South Korea set to add woes to already hampered Volkswagen AG

According to reports South Korea’s business watchdog will go to the court against five current or former Volkswagen AG executives and execute a massive fine, as the German auto maker’s world-wide emissions-cheating chaos continue.

Reports said that car-making giant promotion incorrectly claimed that its cars sold in Korea met the European Union’s severe Euro 5 emissions standards, the Fair Trade Commission said Wednesday.

The commission is set to impose massive fine of 37.3 billion won on Volkswagen that will be the largest ever fine it has ever put for fabricated marketing and order it to issue modified versions of its advertisements.



“The company deceived consumers with its false and exaggerated advertisements, which violated fair trade laws,” the commission said.

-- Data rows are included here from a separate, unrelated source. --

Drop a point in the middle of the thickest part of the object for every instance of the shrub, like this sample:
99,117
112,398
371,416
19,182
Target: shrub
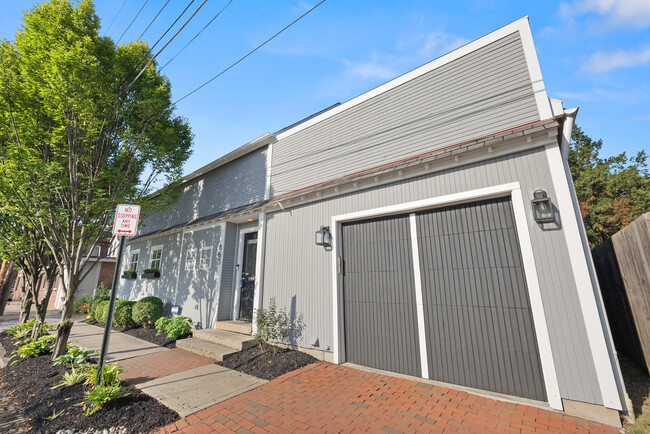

The report said that the five key executives include Johannes Thammer, the current chief of Audi Volkswagen Korea; Trevor Hill, who headed the Korean unit from 2007 to 2012; and André Konsbruck, currently vice president of sales for the Americas at Volkswagen’s Audi unit. The commission said it would also file complaints with prosecutors against Volkswagen and its Korean unit.

Meanwhile a representative of Audi Volkswagen Korea said the company has liaised completely with the commission’s enquiry.

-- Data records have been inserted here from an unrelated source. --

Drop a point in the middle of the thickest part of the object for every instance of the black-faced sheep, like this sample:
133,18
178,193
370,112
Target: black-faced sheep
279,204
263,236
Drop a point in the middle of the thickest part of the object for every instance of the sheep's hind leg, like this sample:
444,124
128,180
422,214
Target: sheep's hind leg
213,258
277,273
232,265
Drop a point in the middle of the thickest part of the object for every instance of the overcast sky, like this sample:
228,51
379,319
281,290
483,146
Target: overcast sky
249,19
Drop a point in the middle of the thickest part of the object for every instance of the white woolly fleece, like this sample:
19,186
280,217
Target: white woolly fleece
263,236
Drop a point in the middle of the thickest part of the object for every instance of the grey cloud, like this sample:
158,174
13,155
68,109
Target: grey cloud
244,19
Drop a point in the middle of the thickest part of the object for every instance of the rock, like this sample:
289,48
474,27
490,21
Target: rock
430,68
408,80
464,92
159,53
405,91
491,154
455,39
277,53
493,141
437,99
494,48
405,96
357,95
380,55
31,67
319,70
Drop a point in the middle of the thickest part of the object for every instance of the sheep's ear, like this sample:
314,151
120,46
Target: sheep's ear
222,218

“As we have not received the written decision yet, we will carefully review it before deciding on our next course of action,” the representative said. The company declined to make any one of the five executives available for comment.

An official from the selected commission said it anticipates prosecutors to inspect Volkswagen’s Korean unit and the five executives in the coming months before determining whether to charge them.

In the recent times Volkswagen have been facing string of inquiries following admittance last year that some of its diesel-powered car engines were installed with cheating software with the ability of tricking emissions tests.